IFM Tre focuses on developing anti-inflammatory drugs that target the NLRP3 inflammasome. The nucleotide-binding domain, leucine-rich repeat-containing receptor pyrin domain containing 3 (NLRP3) pathway is critical to the body’s innate immune system. It helps recognize bacteria, viruses and other signals of tissue damage or metabolic disorders. When the NLRP3 pathway is activated, it triggers an inflammatory response by way of inflammasomes, which are a multi-protein complex.
Preclinical research has shown that IFM Tre’s compounds can selectively suppress inflammation caused by the NLRP3 inflammasome while letting the rest of the immune system continue normally.
“IFM Tre’s compounds have demonstrated that they can fine-tune the immune system, offering a potentially potent approach for treating a large variety of diseases associated with inflammation,” stated Jay Bradner, president of the Novartis Institutes for BioMedical Research. “We look forward to applying our deep expertise in this field to advancing these medicines through the clinic and to patients who need them.”
The three compounds in the IFM Tre pipeline are IFM-2427, which is being developed for chronic inflammatory disorders including gout, atherosclerosis and nonalcoholic steatohepatitis (NASH); a preclinical asset to treat inflammatory bowel disease; and another preclinical-stage central nervous system (CNS)-penetrate compound.
Novartis also indicates there is interest in investigating how IFM’s NLRP3 portfolio will act in central nervous system disorders like Alzheimer’s and Parkinson’s, in addition to cancer and NASH.
Novartis is acquiring all outstanding capital stock of IFM Tre. IFM Tre will be eligible for downstream milestone payments as well as the $310 million upfront payment.
This is the second large deal IFM Therapeutics has made in less than two years. In August 2017, Bristol-Myers Squibb acquired IFM’s preclinical STING and NLPR3 agonist programs for cancer. For that deal, Bristol-Myers Squibb paid $300 million upfront and up to $2 billion in milestones.
It was at that time that its non-oncology assets were spun out as IFM Tre and IFM Due. IFM Tre is focused on the NLRP3 antagonist portfolio. IFM Due focuses on cGAS/STING antagonists for serious inflammatory and autoimmune diseases.
“Since founding IFM in 2015, our team has worked tirelessly to build a portfolio of next-generation small molecule medicines that exploit the innate immune system as a new therapeutic target,” stated Gary D. Glick, chief executive officer and co-founder of IFM Therapeutics. “Today’s announcement markets a significant milestone in the development of next-generation therapies for serious inflammatory conditions. Based on substantial preclinical and translational data, we believe NLRP3 inhibition represents a novel approach to preventing the overactive inflammation that drives the onset and progression of numerous metabolic, fibrotic, autoimmune and neurological diseases.”

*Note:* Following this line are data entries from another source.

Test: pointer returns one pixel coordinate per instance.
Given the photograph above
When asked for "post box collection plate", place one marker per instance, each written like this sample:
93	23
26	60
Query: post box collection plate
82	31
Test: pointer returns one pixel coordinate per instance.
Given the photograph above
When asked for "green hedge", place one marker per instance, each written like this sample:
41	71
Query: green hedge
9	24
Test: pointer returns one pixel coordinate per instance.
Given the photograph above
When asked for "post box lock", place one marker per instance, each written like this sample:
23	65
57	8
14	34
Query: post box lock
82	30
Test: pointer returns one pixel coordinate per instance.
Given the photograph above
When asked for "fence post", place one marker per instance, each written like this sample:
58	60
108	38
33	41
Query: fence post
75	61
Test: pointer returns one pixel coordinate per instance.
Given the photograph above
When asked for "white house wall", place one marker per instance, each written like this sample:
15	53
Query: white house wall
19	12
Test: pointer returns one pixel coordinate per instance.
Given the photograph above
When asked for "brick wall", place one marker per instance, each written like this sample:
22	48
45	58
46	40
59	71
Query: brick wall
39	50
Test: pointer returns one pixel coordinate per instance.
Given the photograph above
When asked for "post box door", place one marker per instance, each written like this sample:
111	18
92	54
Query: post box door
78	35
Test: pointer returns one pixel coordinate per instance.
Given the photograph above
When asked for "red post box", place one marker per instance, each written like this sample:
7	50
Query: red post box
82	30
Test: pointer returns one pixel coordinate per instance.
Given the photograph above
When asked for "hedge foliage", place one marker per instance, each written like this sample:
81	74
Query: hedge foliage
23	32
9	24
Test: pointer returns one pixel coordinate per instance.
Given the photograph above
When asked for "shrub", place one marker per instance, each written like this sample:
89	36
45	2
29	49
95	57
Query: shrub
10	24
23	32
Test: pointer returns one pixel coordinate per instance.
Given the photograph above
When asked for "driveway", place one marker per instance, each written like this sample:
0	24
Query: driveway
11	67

IFM Therapeutics was co-founded less than four years ago by Glick and Atlas Venture. It was seeded by an initial financing in October 2015 and incubated early inside of Atlas. In that short period, two therapeutics programs made it to the clinic, a third is about to enter first-in-human (FIH) clinical trials and three more are in advanced preclinical studies. In that time, they have raised less than $60 million in equity capital and generated $610 million in upfront payments and future milestones that could exceed $3 billion.